I understand that there is a unicode character somewhere, but simply cannot find where there is one. I have removed all of the records with unicode characters. I can write to_csv properly and not run into a unicode issue. Is there something Streamlit cannot handle that I am missing? here is most of the code:

# Next up, we get the data from main logs and create a dataframe
mainLogs = []        
keyword = 'main'
for fname in os.listdir(cwd):
    if keyword in fname:
        mainLogs.append(fname)  
        
mainLogs = [item for item in mainLogs if not item.endswith('.gz')]
    
date = []
time = []
processID = []
threadID = []
priority = []
app = []
tagsText = []
readLine = []

for main in mainLogs:
    with open(main,encoding='utf8',errors='surrogateescape',newline='\n') as logs:
        try:
            for line in logs:
                lines = line.split()
                #for debugging
                readLine.append(lines)
                date.append(lines[0])
                time.append(lines[1])
                processID.append(lines[2])
                threadID.append(lines[3])
                priority.append(lines[4])
                app.append(lines[5])
                tagsText.append(lines[6:])
        except IndexError:
             pass

#Combine everything into a final junk field that is hard to parse easily. May revisit later.
tagsTextComb = []
for innerlist in tagsText:
    tagsTextComb.append(' '.join(innerlist)+" ")

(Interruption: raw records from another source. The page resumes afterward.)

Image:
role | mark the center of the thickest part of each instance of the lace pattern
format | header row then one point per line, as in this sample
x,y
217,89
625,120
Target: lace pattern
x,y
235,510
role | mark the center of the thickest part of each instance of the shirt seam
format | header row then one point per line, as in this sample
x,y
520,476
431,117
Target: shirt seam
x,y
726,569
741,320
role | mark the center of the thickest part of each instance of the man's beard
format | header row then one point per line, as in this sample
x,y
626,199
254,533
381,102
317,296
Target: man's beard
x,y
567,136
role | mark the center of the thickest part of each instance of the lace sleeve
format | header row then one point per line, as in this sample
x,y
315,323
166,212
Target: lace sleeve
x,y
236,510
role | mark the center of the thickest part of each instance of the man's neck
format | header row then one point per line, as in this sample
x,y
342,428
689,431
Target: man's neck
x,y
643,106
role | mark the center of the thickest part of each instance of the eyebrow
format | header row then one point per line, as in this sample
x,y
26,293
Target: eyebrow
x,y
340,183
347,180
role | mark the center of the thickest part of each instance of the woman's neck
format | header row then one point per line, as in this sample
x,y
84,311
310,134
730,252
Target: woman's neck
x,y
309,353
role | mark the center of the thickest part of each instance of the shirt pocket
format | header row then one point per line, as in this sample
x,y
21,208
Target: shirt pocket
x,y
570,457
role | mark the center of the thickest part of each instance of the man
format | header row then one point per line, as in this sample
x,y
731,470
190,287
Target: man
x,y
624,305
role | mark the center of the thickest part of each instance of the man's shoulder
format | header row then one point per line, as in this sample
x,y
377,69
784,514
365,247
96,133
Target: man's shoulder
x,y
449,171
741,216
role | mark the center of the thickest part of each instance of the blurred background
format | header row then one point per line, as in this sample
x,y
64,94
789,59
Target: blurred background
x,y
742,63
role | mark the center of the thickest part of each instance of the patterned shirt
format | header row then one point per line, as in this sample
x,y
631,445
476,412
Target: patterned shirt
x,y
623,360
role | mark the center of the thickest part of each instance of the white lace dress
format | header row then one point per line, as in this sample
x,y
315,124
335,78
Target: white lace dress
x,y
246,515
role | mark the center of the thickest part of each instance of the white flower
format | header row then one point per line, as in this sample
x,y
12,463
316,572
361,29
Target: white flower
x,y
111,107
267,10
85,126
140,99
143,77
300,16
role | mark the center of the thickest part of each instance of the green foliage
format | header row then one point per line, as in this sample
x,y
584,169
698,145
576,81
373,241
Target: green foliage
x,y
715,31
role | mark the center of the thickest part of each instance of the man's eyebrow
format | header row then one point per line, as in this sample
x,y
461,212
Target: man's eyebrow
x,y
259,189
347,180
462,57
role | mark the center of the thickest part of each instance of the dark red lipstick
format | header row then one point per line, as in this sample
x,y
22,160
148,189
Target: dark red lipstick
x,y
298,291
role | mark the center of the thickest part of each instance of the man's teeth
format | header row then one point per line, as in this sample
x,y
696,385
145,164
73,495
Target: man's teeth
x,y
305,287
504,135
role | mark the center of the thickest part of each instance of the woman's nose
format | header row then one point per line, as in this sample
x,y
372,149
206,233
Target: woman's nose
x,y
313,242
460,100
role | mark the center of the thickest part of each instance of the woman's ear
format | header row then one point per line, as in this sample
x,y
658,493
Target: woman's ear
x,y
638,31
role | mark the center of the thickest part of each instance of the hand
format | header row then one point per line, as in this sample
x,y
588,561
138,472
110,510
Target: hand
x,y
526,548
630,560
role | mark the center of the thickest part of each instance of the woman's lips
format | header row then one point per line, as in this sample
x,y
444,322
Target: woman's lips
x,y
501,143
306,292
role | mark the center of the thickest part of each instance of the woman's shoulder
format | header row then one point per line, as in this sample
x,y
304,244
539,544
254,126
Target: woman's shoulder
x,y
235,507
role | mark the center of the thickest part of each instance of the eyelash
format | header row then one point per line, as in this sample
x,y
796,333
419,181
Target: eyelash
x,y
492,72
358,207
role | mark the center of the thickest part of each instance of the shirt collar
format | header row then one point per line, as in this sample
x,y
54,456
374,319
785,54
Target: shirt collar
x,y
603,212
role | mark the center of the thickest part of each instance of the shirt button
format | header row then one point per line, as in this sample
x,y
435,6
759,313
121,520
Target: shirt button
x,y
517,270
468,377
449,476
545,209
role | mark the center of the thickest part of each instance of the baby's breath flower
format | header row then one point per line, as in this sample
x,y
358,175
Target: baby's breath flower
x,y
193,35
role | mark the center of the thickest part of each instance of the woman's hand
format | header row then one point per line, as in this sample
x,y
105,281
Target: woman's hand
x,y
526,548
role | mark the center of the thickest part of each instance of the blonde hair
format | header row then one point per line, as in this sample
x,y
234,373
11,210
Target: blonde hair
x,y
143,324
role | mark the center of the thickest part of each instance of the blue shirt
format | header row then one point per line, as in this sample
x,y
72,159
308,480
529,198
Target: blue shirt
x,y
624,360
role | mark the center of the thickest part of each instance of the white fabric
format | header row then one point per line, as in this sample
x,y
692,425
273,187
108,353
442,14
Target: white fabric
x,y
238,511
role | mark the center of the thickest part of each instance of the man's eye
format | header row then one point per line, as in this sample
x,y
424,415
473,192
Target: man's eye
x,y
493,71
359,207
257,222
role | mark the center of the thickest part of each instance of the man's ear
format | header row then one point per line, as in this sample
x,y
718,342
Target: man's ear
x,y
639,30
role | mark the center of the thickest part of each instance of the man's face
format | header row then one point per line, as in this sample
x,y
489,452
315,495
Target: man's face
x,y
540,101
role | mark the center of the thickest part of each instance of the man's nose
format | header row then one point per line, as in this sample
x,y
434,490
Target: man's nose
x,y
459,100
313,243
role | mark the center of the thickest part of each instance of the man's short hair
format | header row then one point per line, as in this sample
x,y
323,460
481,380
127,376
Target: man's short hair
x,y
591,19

#Do some basic checking on the length of the lists
print("length of Date"+' '+str(len(date)))
print("length of Time"+' '+str(len(time)))
print("length of processID"+' '+str(len(processID)))
print("length of threadID"+' '+str(len(threadID)))
print("length of priority"+' '+str(len(priority)))
print("length of app"+' '+str(len(app)))
print("length of tagsText"+' '+str(len(tagsText)))
print("length of tagsTextComb"+' '+str(len(tagsTextComb)))

#Create a dictionary that combines the parsed lists together for processing in a df
mainDict = {'date': date, 'time': time,'processID':processID,'threadID':threadID,'priority':priority,'app':app,'tagsText':tagsTextComb}

#Call the function that will even up the lists with x to make sure they are all the same len
pad_dict_list(mainDict,'x')

#Create the dfMain
dfMain = pd.DataFrame(mainDict)

#Add the source name to the df
dfMain['source'] = 'main'

def clean_text(row):
    return row.replace('[^\x00-\x7F]', "")

dfMain['tagsText'] = dfMain['tagsText'].apply(clean_text)
dfMain['date'] = dfMain['date'].apply(clean_text)
dfMain['time'] = dfMain['time'].apply(clean_text)
dfMain['processID'] = dfMain['processID'].apply(clean_text)
dfMain['threadID'] = dfMain['threadID'].apply(clean_text)
dfMain['priority'] = dfMain['priority'].apply(clean_text)
dfMain['app '] = dfMain['app'].apply(clean_text)
dfMain.drop(dfMain[dfMain['tagsText'].str.contains("")].index, inplace=True)

st.dataframe(dfMain)
st.table(dfMain.iloc[0:10])

Changed the error handling when opening the file to β€˜ignore’. Not entirely sure how much data loss that will cause but maybe unicode will not be written to the log files anymore.